Poucos são os materiais com valores tão baixos de densidade, o que favorece o uso da fibra de palmeira como condicionador de substratos com alta densidade, condição mais comum dentro da atividade hortícola. Situação semelhante é encontrada quando das misturas com turfa marrom, onde houve redução linear da densidade das misturas com o incremento das fibras (Figura 1).
Tanto FN quanto FH apresentaram altos valores de PT e de EA, sendo os valores de FN menores do que FH (Figuras 2 e 3).

Figura 2. Curvas de liberação de água (m3/m3) das misturas de turfa marrom in natura (T) com fibra in natura de palmeira (FN) (% do volume) (média de três amostras) [curves of water release (m³/m3) in mixtures of in natura brown peat (T) with in natura palm tree fiber (FN) (% of the volume) (average of three samples)]. Porto Alegre, FEPAGRO, 2007.

Figura 3. Curvas de liberação de água (m3/m3) das misturas de turfa marrom in natura com fibra hidrolisada de palmeira (FH) (% do volume) (média de três amostras) [curves of water release (m3/m3) in mixtures of in natura brown peat with hydrolysed palm tree fiber (FH) (% of the volume) (average of three samples)]. Porto Alegre, FEPAGRO, 2007.
FN apresentou valor de PT (0,75 m3/m3) ligeiramente inferior ao da T (0,80 m3/m3).
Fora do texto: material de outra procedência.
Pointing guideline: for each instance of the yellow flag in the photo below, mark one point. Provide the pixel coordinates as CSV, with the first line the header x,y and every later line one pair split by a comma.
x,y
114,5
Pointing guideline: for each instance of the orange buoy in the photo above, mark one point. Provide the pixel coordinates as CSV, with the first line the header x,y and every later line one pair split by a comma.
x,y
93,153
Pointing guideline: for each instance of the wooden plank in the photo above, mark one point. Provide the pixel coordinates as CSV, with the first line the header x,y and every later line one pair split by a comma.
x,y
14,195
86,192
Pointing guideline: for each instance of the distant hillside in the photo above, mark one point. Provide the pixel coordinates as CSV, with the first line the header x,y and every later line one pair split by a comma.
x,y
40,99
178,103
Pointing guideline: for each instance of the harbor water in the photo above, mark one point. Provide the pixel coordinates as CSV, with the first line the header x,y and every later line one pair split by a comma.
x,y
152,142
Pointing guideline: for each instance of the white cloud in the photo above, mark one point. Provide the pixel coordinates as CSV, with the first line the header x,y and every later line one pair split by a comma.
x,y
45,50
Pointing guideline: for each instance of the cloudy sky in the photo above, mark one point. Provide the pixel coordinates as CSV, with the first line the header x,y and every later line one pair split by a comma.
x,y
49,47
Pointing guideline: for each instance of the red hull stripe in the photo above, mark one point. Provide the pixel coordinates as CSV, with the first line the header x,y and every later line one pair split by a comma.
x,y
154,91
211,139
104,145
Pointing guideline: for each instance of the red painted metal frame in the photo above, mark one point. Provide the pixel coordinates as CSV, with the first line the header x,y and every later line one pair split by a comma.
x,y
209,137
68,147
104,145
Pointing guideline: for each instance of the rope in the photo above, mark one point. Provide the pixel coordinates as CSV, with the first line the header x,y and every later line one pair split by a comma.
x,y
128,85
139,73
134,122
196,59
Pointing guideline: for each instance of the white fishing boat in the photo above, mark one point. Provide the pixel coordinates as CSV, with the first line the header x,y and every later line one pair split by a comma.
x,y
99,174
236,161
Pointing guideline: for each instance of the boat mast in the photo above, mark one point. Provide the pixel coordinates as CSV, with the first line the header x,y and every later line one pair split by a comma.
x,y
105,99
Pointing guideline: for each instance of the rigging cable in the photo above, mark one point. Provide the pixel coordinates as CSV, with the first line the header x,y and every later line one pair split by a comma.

Nas misturas entre FN e T, independentemente dos percentuais, os valores de PT foram constantes e altos, porém menores do que os valores dos materiais puros (Figura 2).
O valor de PT de FH (0,85 m3/m3) é superior ao de T (0,80 m3/m3), e as misturas, independentemente dos percentuais, apresentaram valores de PT inferiores aos materiais puros. Esta redução foi mais significativa na mistura FH40T60 (0,54 m3/m3) (Figura 3).
Considera-se desejável que o valor de PT de um substrato situe-se em torno de 85% (De Boodt & Verdonck, 1972; Boertje, 1984; Verdonck & Gabriels, 1988). No entanto, Handreck & Black (1999) afirmam que o espaço poroso total é importante, mas a forma e o tamanho dos poros são ainda mais importantes. Mais importante do que o volume de poros totais é a relação entre o volume de água e de ar presente no substrato. Esta relação é determinada pelo tamanho dos poros e pela forma como estes se interligam.
O valor de EA de FN (0,43 m3/m3) é 3,5 vezes superior ao de T (0,12 m3/m3). Houve um acréscimo do valor de EA proporcional ao incremento de FN nas misturas (Figura 2).
O valor do EA de FH (0,53 m3/m3) é 4,4 vezes superior ao de T (0,12 m3/m3). À exceção de FH40T60, observou-se um incremento do valor de EA diretamente proporcional ao incremento de FH nas misturas (Figura 3).
Os valores referenciais sugeridos em literatura situam-se entre 20 e 40% do volume (0,20 e 0,40m³/m³) (DeBoodt & Verdonck, 1972; Penningsfeld, 1983). No entanto, a escolha de um substrato, com um determinado valor de EA, deve ser feita considerando-se a espécie cultivada, a frequência e o tipo de irrigação, e as características do ambiente de cultivo, se natural ou protegido (Bunt, 1984; Armitage, 1994).
Substratos com altos valores de EA, como a fibra de palmeira, são recomendados para uso em recipientes pequenos como bandejas multicelulares, de maneira a aumentar a drenagem limitada pela pequena altura do recipiente (Puchalski & Kämpf, 2000).
Segundo De Boodt & Verdonck (1972) e Haynes & Goh (1978) para a AFD (volume de água liberado entre 10 e 50 cm de tensão ou entre 0,1 e 0,5 kPa), entende-se como desejáveis valores entre 20 e 30% (0,20 e 0,30 m³/m³). Para os mesmos autores para AT (volume de água liberado entre 50 e 100 cm de tensão ou entre 0,5 e 1,0 kPa), estima-se que 4 a 10% (0,04 a 0,1 m³/m³) seja um valor de referência.
Considerando-se que a curva de retenção de água para substratos é análoga ao nível de umidade normalmente mantido em cultivos em recipientes, sob estufa, situando-se entre 10 e 100 cm de tensão (0,1 e 1,0 kPa) (Puustjarvi & Robertson apud Fonteno et al., 1981), percebe-se que os materiais estudados não armazenam água suficiente para liberar durante o cultivo, necessitando pois escolha cuidadosa do sistema de irrigação.
O valor de pH de FN (5,6) é inferior ao de FH (6,2) e ambos superiores ao de T (4,3) (Figura 4). Apenas quando FN compôs a mistura em 80% houve uma elevação do valor de pH da mistura o que evidencia o alto poder tampão de T. Paralelamente, quando FH foi adicionada em 60 e 80% pode-se observar um aumento no valor de pH da mistura.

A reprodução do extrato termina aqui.